After Podemos continued backing Syriza even after it betrayed its promises to end EU austerity in Greece, the WSWS wrote: “As the crisis of capitalism places on the order of the day the re-eruption of the wars and revolutionary struggles that marked the 20th century, these pseudo-left forces step forward as guardians of order. The conclusion they drew from the Stalinist dissolution of the USSR in 1991 and the restoration of capitalism in Eastern Europe ... is that capitalism is the only game in town. They are politically and ideologically conditioned to serve as bribed tools of finance capital.”

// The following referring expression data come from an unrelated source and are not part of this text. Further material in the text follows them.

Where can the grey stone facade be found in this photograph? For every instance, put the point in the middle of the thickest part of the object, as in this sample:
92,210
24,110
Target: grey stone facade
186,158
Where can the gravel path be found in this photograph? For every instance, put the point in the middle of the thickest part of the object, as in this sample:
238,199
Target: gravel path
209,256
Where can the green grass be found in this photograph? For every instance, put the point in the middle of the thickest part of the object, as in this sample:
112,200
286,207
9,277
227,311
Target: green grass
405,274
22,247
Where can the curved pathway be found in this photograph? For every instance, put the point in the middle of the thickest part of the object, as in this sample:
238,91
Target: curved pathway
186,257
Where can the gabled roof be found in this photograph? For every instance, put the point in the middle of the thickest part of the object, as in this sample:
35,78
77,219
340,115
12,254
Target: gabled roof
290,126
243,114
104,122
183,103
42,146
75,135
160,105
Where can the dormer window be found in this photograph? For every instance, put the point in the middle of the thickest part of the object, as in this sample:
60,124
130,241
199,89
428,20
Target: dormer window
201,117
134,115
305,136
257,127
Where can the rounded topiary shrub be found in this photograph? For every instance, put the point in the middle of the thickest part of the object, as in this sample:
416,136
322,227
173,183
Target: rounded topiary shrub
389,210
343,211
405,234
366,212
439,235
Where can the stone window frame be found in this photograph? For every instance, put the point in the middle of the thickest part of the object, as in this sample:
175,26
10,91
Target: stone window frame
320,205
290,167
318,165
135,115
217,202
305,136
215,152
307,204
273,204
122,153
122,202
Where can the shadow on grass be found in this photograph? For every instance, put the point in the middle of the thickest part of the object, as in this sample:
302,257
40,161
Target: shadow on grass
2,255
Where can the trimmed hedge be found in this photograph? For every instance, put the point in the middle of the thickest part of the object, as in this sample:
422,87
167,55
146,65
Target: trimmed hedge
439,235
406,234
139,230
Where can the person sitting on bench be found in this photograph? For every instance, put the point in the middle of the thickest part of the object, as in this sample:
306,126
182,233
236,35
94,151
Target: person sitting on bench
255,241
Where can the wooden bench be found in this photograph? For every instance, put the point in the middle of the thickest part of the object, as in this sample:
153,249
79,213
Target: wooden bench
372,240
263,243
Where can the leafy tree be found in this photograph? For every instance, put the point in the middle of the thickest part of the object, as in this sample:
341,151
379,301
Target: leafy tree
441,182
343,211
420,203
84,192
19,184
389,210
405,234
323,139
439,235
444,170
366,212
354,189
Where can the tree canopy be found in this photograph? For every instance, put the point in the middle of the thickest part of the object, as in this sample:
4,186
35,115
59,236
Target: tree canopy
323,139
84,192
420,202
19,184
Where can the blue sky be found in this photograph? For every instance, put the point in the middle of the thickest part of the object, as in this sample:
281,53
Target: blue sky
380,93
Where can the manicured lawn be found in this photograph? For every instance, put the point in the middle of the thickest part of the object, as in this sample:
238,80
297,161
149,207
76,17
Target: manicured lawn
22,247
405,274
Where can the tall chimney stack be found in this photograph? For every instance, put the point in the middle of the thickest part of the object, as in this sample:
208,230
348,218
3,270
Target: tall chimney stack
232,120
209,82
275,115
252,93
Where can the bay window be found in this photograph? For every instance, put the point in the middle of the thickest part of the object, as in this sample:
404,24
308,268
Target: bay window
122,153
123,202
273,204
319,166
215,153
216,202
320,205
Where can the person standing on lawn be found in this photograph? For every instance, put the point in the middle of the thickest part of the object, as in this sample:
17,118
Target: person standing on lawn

These assessments have been proven completely correct: the working class can defend its interests only in a ruthless political struggle against the type of cynical, middle-class pseudo-left politics Podemos represents. What it needs is not a restored Podemos, but a party offering political leadership and a socialist perspective for the international overthrow of capitalism. The task now is to build new sections of the ICFI in Spain, in Greece, across Europe and internationally.